Янов при этих словах даже привстал, но сел опять, удивленно приподняв брови, а Петров и Белов быстро переглянулись.

– Да, да, трудноосуществимо,– повторил Лоти.– Слишком много тут трудностей, и первая из них, что сама Эстремадура – типично испанская историческая условность. По существу, это старинное общее название двух соседних, но очень различных провинций, с различными природными условиями и, что еще важнее, с разным населением, говорящим каждое на своем диалекте. Иностранные же добровольцы почти все из того же гнезда Димитрова, что и вы, и, понятно, не только местных диалектов не знают, но и на общепринятом кастильском «Мундо 0бреро» прочитать не могут. Много ли от них проку? Не ясно ли, что обосноваться и начать что-то делать в Эстремадуре смогут люди, отлично представляющие себе главные особенности этих районов, все склонности жителей их, да не вообще, а отдельно крестьян, отдельно ремесленников, отдельно рабочих и даже учителей начальных школ. Необходимо назубок усвоить и топографию местности, да не по карте, а собственными ножками протопав по пыльным сельским дорогам и по каменистым горным тропинкам. Надо помнить и где какая речка течет, и которую из них курица летом перейдет, а какую и цыпленок вброд одолеет. Не говоря уж о том, что лесов здесь почитай что нет, но зато у восставших генералов есть авиация, почему на открытом месте больше чем двоим в толпу собираться небезопасно. Короче, от уже отправленных групп больше недели ни слуху ни духу. Вы должны были попасть в третью.

Янов с откровенным сомнением смотрел на Лоти. Тот как бы в ответ на это продолжал:

– Только не вообразите, пожалуйста, что я вселяю в вас пессимизм перед отправкой на опасное задание. Просто мне известно, что вас на него уже не отправят. Все дело в том, что представители французской, итальянской и польской компартий окончательно договорились с правительством о разрешении начать создание боевых единиц из прибывающих иностранных добровольцев на условии, что каждая будет представлять все партийные и профсоюзные организации, входящие в Народный фронт. На этом основании наш военный атташе приказал Хаджи всех товарищей, являющихся в его распоряжение, направлять в город Альбасете, на базу формирования интернациональных соединений. Новость эта до вас, другарь Янов, очевидно, еще не успела дойти.
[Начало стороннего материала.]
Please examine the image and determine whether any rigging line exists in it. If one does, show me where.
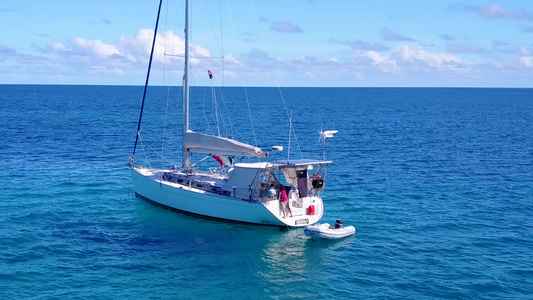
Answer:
[250,0,303,158]
[161,2,182,168]
[204,0,221,57]
[218,0,226,86]
[218,86,233,139]
[211,83,220,136]
[227,0,257,147]
[133,0,163,156]
[211,83,228,137]
[202,87,214,135]
[161,2,172,169]
[141,138,152,169]
[140,137,176,168]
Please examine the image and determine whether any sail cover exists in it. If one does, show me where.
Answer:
[183,131,268,157]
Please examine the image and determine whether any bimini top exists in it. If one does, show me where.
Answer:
[235,159,332,169]
[274,158,332,166]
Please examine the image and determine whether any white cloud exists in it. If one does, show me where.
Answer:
[392,45,465,69]
[72,37,122,57]
[356,51,398,73]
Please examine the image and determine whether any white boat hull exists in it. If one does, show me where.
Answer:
[132,168,323,227]
[304,223,355,240]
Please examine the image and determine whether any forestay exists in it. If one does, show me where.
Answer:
[183,130,268,157]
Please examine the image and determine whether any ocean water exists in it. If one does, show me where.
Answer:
[0,85,533,299]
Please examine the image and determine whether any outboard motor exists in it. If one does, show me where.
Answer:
[335,219,342,228]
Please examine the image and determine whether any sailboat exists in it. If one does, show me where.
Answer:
[130,0,331,227]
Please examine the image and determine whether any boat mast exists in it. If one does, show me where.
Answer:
[182,0,191,170]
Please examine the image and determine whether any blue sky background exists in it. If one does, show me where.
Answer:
[0,0,533,87]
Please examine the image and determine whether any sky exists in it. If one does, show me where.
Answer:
[0,0,533,88]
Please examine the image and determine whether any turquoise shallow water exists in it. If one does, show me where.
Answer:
[0,85,533,299]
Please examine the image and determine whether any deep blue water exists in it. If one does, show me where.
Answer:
[0,85,533,299]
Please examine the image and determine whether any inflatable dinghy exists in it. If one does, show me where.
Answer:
[304,220,355,239]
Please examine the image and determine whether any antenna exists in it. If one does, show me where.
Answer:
[287,110,292,161]
[318,129,339,160]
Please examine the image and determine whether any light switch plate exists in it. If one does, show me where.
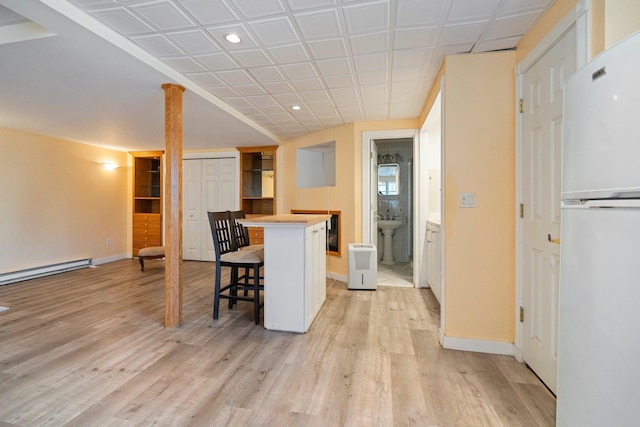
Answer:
[458,193,476,208]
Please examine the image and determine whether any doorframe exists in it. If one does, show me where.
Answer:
[513,0,591,362]
[361,129,427,288]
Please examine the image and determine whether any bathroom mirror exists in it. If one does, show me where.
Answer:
[378,163,400,196]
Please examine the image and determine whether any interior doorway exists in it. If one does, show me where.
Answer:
[362,129,426,287]
[370,138,414,287]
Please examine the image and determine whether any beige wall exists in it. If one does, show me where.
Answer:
[443,51,515,342]
[0,128,129,273]
[277,120,416,276]
[604,0,640,49]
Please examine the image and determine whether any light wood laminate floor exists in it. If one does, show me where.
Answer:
[0,260,555,426]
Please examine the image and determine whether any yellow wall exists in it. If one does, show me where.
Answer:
[516,0,578,63]
[604,0,640,49]
[277,120,417,276]
[0,128,130,272]
[443,51,515,342]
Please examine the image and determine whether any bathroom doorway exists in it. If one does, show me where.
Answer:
[371,138,414,287]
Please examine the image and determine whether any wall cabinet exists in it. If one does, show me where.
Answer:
[182,157,238,261]
[130,151,163,256]
[427,221,442,303]
[238,146,277,217]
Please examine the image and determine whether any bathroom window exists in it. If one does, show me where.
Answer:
[378,163,400,196]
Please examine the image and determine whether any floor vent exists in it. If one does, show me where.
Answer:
[0,258,91,285]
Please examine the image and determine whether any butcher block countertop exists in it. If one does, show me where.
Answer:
[240,214,331,227]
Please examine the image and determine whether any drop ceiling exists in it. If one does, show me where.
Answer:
[0,0,552,149]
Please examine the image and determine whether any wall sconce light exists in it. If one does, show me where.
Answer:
[102,162,118,171]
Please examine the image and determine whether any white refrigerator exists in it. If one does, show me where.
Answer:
[557,33,640,427]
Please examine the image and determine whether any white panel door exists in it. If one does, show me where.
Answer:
[183,158,239,261]
[521,26,576,393]
[182,159,202,260]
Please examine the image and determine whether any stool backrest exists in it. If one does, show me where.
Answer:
[229,211,250,249]
[207,211,237,259]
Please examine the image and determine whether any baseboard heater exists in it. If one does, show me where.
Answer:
[0,258,91,285]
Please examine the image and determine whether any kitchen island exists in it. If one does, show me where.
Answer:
[240,214,331,333]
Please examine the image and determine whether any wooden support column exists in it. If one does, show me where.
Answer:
[162,83,184,328]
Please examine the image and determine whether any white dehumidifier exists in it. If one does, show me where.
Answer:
[347,243,378,289]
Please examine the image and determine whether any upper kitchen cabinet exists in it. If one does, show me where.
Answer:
[238,145,278,216]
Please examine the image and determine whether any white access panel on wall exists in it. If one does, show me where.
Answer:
[182,158,239,261]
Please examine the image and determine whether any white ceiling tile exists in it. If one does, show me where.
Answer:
[291,79,324,92]
[389,103,421,120]
[206,23,258,50]
[484,13,538,40]
[233,83,266,96]
[356,70,389,85]
[166,29,220,55]
[323,74,355,89]
[302,98,333,110]
[360,85,389,105]
[273,93,302,106]
[302,90,331,104]
[209,86,238,98]
[247,95,278,107]
[130,34,181,58]
[294,10,342,40]
[280,63,318,81]
[287,0,336,11]
[194,52,238,71]
[396,0,444,27]
[260,81,295,95]
[131,1,195,31]
[447,0,501,22]
[349,31,389,55]
[179,0,237,25]
[393,27,438,49]
[226,0,285,19]
[436,43,474,57]
[249,17,300,47]
[307,39,347,59]
[329,87,358,105]
[364,104,388,120]
[392,48,434,68]
[260,105,285,114]
[438,22,487,45]
[391,67,425,82]
[92,7,153,36]
[353,53,389,72]
[316,58,353,76]
[187,72,223,88]
[500,0,554,14]
[391,81,417,103]
[313,108,340,120]
[269,43,309,64]
[216,70,253,86]
[248,66,286,85]
[162,58,206,73]
[229,49,273,68]
[343,1,389,34]
[473,36,520,52]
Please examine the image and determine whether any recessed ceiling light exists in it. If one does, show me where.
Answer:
[224,33,242,44]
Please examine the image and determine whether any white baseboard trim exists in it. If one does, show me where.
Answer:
[92,254,131,265]
[0,258,92,285]
[327,271,349,283]
[441,335,515,356]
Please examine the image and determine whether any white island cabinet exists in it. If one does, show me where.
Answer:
[241,214,330,333]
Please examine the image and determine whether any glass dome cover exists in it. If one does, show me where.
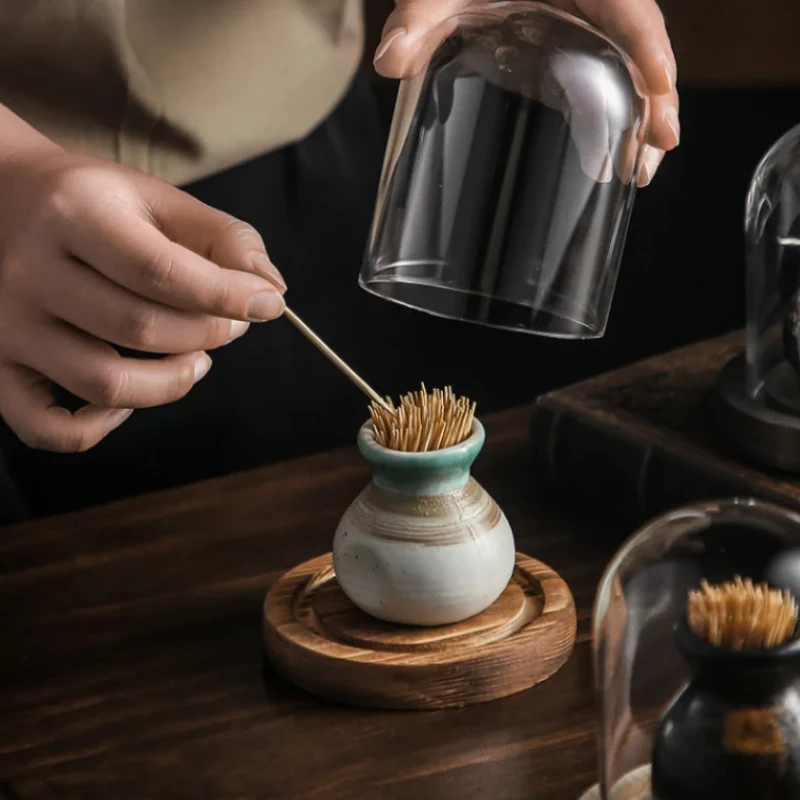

Петров и Белов опять переглянулись, но на этот раз заметно жизнерадостнее.

– Единственно, кого Хаджи имеет право оставлять у себя, это специалистов подрывного дела. Думаю, вы к ним не принадлежите. Вот вы, судя по возрасту, должно быть, обладаете определенной военной квалификацией? – обратился Лоти к Петрову.

– Этой весной закончил академию имени Фрунзе и аттестован полковником запаса Рабоче-Крестьянской Красной Армии.

– Ого! А вы?

– В мировую командовал в болгарской армии батареей,– ответил Белов.

– Артиллеристы даже здесь, в Мадриде, на вес золота, а в Альбасете вас будут на части рвать...

Не прошло и двух суток после собеседования с Лоти, как Петров и Белов на попутной машине катили к югу.

Проехав добрую половину Испании, они только к вечеру добрались до Альбасете, где официально начиналась организация интернациональных воинских формирований. Добровольцы со всего белого света имели полное основание претендовать на духовное покровительство уроженца соседней провинции мелкопоместного ламанчского дворянина Дон Кихота.